Whole-Bean Coffee.  Coffee that has been roasted but not yet ground.


Yauco, Yauco Selecto, Puerto Rico Yauco.  Yauco coffees from Puerto Rico are a revived specialty origin that, at best, display the qualities that made Jamaica Blue Mountain famous: A deep, vibrant, yet restrained acidity and balanced, gently rich flavor. However, this potentially finest of Caribbean coffees is often marred by inconsistency.


Yemen, Yemen Mocha, Mocha, Arabian Mocha.  Single-origin coffee from the southwestern tip of the Arabian peninsula, bordering the Red Sea, in the mountainous regions of present-day Yemen. The world’s oldest cultivated coffee, distinguished by its full body and distinctively rich, winy acidity.
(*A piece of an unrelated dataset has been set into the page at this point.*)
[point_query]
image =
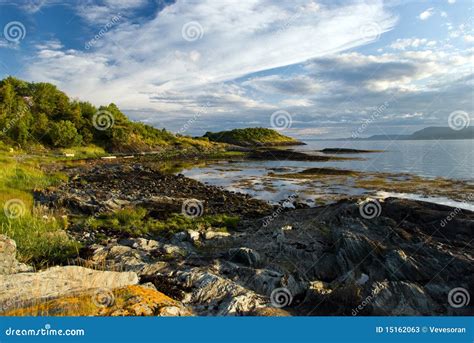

Yirgacheffe, Yirga Cheffe, Yrgacheffe (YUR ga Shef ay).  Market name for one of the most admired washed coffees of Ethiopia, distinguished by its fruit-like or floral acidity and high-toned, complex flavor.


Zambia.  Some estate coffees from eastern Zambia (Zambia is located in south-central Africa) appear in the North American specialty market. They tend toward the softer, less acidy version of the Africa profile.


Zimbabwe.  Zimbabwe coffee exhibits excellent cup presence and the vibrant, winy acidity characteristic of East Africa coffees. Some rank it second in quality only to Kenya among Africa coffees. Most is grown in the Chipinga region, along the eastern border with Mozambique.